Lacan’a göre ayna evresi
Lacan’a göre çocuk aynadaki görüntüsünü ‘üstlenir’; çocuk onu üzerine alır ve dolayısıyla da içine alır ve özümser. Bu an çocuğun kendi görüntüsüyle karşı karşıya geldiği ilk andır. Lacan’a göre burada dikkat edilmesi gereken şeylerden en önemlisi de bunun gerçekleşmesi için gerçek bir aynaya ihtiyaç olmadığıdır. Ayna ya da bu işlevi görebilecek başka bir yüzey, imgesel düzeyde bu görüntüyü sunabilir. Hatta yansıyan bir yüzeyin varlığı da zorunda değildir.
Aynı zamanda öteki insanlar (anne, baba, bakıcı, akran), çocuk için bu işlevi üstlenir ve mesele sadece çocuğun kendisini bir aynada ya da yansıtıcı yüzeyde görmesi olmaktan çıkar. Öteki insanlar da çocuğun bu anına eşlik etmelidir, söz konusu yansımanın ona ait olduğu başka insanlar tarafından da onaylanmalıdır.

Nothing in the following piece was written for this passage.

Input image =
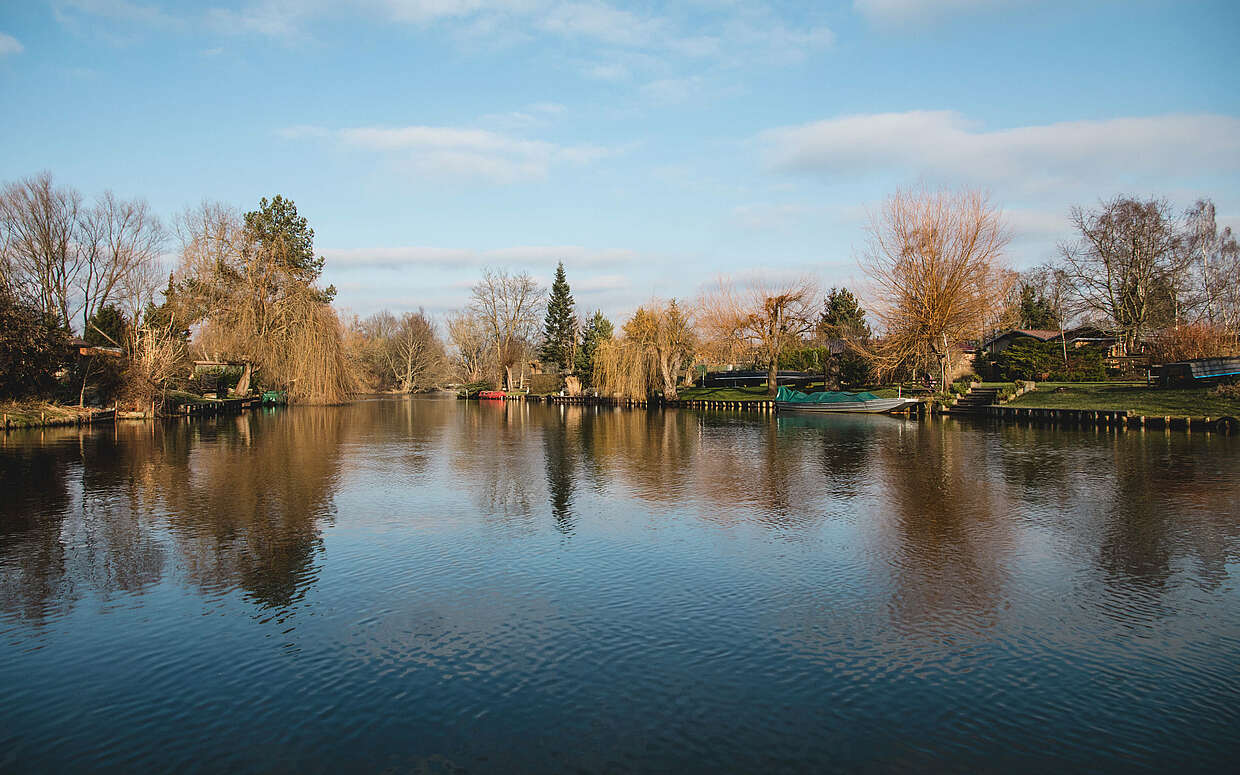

Bebeğin ayna evresinde kendi yansımasının bütünlüklü imgeyle ve bu imgenin öteki insanlar tarafından onaylanmasıyla bir anlığına da olsa bebeğe bir bütünlük hissi vermektedir. Ama bu his geçicidir. İşte Lacan için egonun (ya da diğer bir ifadeyle benliğin/benin) oluşum anı tam da bu andır. Bebek artık kendisini diğer insanlar arasında yer alan bir ben olarak tasvir edebilir hale gelmiştir. Diğer bir ifade ile, çocuk ben ve öteki arasında bir ayrım yapabilir hale gelmiştir. Ayna evresi kavramı da bu bebeğin kendini tanıdığı ve bütünlük hissini deneyimlediği ilk anı ifade etmektedir.